Menurut Yusril, alasan pemerintah menerbitkan perppu ormas tidaklah tepat.

oleh Devira Prastiwi diperbarui 19 Okt 2017, 08:18 WIB
Yusril Ihza Mahendra

Liputan6.com, Jakarta - Pakar Hukum Tata Negara Yusril Ihza Mahendra mengkritisi alasan pemerintah menerbitkan Perppu Nomor 2 Tahun 2017 tentang Organisasi Kemasyarakatan (Ormas). Menurut Yusril, alasan pemerintah yang menganggap negara dalam kondisi darurat tidaklah tepat.

"Apakah cukup ihwal kegentingan memaksa yang jadi latar belakang pemerintah?" tanya Yusril dalam Rapat Dengar Pendapat Umum (RDPU) Komisi II DPR di Kompleks Parlemen, Senayan, Jakarta, Rabu 18 Oktober 2017.

Pemerintah, kata dia, seharusnya melakukan proses uji hukum terlebih dahulu jika memang ada ormas yang dianggap membahayakan negara. Dengan begitu, Perppu ini tidak perlu sampai dikeluarkan.

"Pemerintah harus menjalankan due process of law (uji hukum), sehingga kalau ada ormas yang dianggap membahayakan negara, maka pemerintah bisa mengajukan ke pengadilan, namun di Perppu ini tidak ada," ucap dia.

Sejak 1999 lalu telah disepakati adanya prinsip check and balances, sehingga tidak ada eksekutif yang kuat. Namun, kata dia, dengan dikeluarkannya Perppu Ormas, maka menghilangkan prinsip tersebut.
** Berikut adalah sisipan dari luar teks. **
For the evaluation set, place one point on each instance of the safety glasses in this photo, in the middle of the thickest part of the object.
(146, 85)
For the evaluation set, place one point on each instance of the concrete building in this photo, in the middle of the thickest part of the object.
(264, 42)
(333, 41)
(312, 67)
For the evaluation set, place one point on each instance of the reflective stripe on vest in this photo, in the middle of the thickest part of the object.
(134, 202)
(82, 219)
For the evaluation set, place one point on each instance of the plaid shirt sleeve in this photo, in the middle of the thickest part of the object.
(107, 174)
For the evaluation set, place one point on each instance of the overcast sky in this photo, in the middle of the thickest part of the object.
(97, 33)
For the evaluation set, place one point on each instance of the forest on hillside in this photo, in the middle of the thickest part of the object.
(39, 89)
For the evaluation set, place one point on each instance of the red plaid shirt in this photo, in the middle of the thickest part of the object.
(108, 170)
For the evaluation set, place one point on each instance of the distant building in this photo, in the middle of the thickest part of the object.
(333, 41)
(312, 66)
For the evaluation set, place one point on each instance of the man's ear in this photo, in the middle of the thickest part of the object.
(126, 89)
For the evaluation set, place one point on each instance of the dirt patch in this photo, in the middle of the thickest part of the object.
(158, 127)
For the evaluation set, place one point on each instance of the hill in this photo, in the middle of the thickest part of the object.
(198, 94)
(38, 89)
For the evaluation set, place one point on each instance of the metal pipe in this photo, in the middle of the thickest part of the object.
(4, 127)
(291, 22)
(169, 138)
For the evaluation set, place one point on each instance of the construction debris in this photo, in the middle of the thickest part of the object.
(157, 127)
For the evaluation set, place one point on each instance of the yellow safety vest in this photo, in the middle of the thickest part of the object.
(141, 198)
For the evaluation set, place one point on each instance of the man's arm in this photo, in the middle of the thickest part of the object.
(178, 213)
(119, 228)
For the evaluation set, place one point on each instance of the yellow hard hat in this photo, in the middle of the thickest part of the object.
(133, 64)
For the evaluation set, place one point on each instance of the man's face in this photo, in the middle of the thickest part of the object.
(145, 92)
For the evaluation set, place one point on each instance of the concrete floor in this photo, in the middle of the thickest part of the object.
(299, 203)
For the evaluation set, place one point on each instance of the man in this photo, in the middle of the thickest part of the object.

Oleh karena itu Yusril menilai sangat berbahaya apabila kewenangan membubarkan ormas yang berbadan hukum atau tidak, ada di tangan pemerintah, dalam hal ini Menteri Koordinator Politik, Hukum, dan Keamanan (Menkopolhukam).

"Kalau ada satu ormas dinilai bertentangan dengan Pancasila, pemerintah bawa ke pengadilan, di sana bisa berdebat dengan argumen masing-masing lalu diputuskan pengadilan," terang dia.

Ia lalu mengkritisi Pasal 5 ayat 4 Perppu Ormas yang menyebutkan, satu ormas dilarang untuk mengembangkan, meyakini, dan menganut paham yang bertentangan dengan Pancasila. Yusril menyebut hal itu dapat menjadi multitafsir.

"Ini menjadi tafsiran luas karena yang dinilai bertentangan dengan Pancasila itu maksudnya bagaimana. Bisa saja ada ustad ceramah soal negara yang 'baldatun thayyibatun wa rabbun ghafur' (negeri yang subur dan makmur, adil dan aman) didengar polisi lalu ditangkap karena dianggap tidak mewujudkan keadilan sosial," kata dia.

Yusril menegaskan, adanya ormas bukan semata-mata karena kebaikan hati pemerintah. Namun itu sebagai hak Warga Negara Indonesia untuk berserikat.

"Saya kira ini diabaikan Perppu sepenuhnya. Harusnya aturan seperti itu tidak ada,” jelas Yusril.

 


Bubar Tanpa Proses Pengadilan

Senada dengan Yusril, Pakar Hukum Tata Negara Refly Harun juga menilai Perppu Ormas tidak mencantumkan proses pembubaran sebuah organisasi kemasyarakatan melalui pengadilan. Namun itu bisa langsung dilakukan oleh Kemenkumham.

"Cuma bedanya dulu due process of law, sekarang enggak, langsung aja datang ke Kemenkumham tolong dibubarkan (ormas)," sambung Refly.

Dengan memangkas jalur pembubaran ormas itu, menurut Refly, dapat mempersempit ruang gerak masyarakat. Karena, apabila ada yang melaporkan suatu kegiatan yang dianggap mengganggu, ormas itu akan bisa dibubarkan.

"Penistaan, penodaan agama juga ada sanksinya. Ganggu ketentramaan dan ketertiban umum bisa dibubarkan. Ada ormas kerja subuh-subuh bikin musik terus masyarakat keganggu, bisa dibubarkan. Ada ormas tutup jalan, bisa dibubarkan, sangat luas sekali,” ujar Refli.

Karena itu, Refly menyarankan agar Komisi II DPR menolak Perppu Ormas tersebut. "Tapi segera ajukan revisi Undang-undang ormas," imbuh Refly.